PARA REDEFINIR LALEO EN EL V. 34, HAY
QUE DEMOSTRAR EL NUEVO SIGNIFICADO EN EL KOINÉ
Aquellos que quieren forzar el significado de «charlar / parlotear» en LALEO en
el v. 34, deben honestamente demostrar no sólo que el contexto lo exige, SINO
ENCONTRAR AUNQUE SEA UN EJEMPLO EN ALGÚN ESCRITO EN KOINÉ DONDE TENGA ESTE
SIGNIFICADO. Por eso, aquellos que tanto insisten en aseverar que tal es el
significado de LALEO en el v. 34, en vez de repetir las falsas conclusiones de
los modernos exegetas feministas, deberían buscar y encontrar UN SOLO EJEMPLO
en el KOINÉ en el cual LALEO signifique charlar/parlotear/balbucear para
demostrar su pretensión. En mis investigaciones sobre este punto, todavía no he
encontrado a ningún comentarista feminista que cite tan siquiera un ejemplo del
koiné.
NINGUNA VERSIÓN
CONOCIDA DE LA BIBLIA VIERTE LALEO POR CHARLAR O PARLOTEAR
La enseñanza que extraemos de todos los lexicógrafos (los cuales simplemente
recogen lo que aparece en la Lengua Clásica, de forma sistemática, trabajo que
nos llevaría toda una vida si quisiéramos no depender de ellos), guarda plena
armonía con las versiones serias y no sectarias de la Biblia; pues he revisado
las Biblias en español, aparte de nuestra querida y extraordinaria versión
Reina-Valera, excepto sus últimas «innovaciones», y las que he leído, (que son
las más renombradas y usadas) vierten todas «laleo» por “hablar” en 1.ª
Corintios 14:34, y no por «parlotear» ni nada parecido (véase también Lacueva: Nuevo Testamento Interlinear, y su nota
marginal, que se acerca bastante al punto). En inglés he llegado a la misma conclusión:
la forma presente infinitivo del verbo “laleo» en 1.ª Corintios 14:34-35 es
correctamente traducida por “hablar” en la Versión Autorizada o “King James”.

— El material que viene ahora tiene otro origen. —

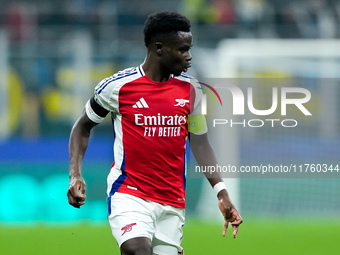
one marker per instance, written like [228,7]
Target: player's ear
[158,47]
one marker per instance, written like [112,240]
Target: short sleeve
[197,121]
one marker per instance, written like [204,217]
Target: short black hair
[164,23]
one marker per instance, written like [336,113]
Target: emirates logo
[127,228]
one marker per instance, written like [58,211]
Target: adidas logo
[140,104]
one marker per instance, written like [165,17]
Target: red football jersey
[150,122]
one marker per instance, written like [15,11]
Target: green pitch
[266,236]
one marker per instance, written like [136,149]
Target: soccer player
[153,108]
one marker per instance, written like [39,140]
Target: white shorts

He consultado 19 traducciones de la Biblia en inglés de los últimos 100 años, y
todas traducen «laleo» por “hablar” (“speak”). El Knox Bible N.T. católico, dice: «declaración (utterance) no les
está permitido», y The Living Bible
parafrasea así: “Las mujeres deben permanecer en silencio durante las reuniones
de la Iglesia. No deben tomar parte en las disertaciones”. Las traducciones
interlineares en inglés (como la de Marshall, o la de Newberry), también
coinciden unánimemente, es decir, nadie serio altera el sentido usual. Para
concluir, todavía no he encontrado ni una traducción que vierta “laleo” aquí
como «charlar o parlotear» o algo similar, tal como quieren los modernos
feministas.
EL CONTEXTO DE 1.ª Corintios 14:34-35
Para no incurrir en la falta de descontextualizar los versículos 34 y 35, y
llegar a, o forzar, falsas conclusiones, es menester leer todo el capítulo.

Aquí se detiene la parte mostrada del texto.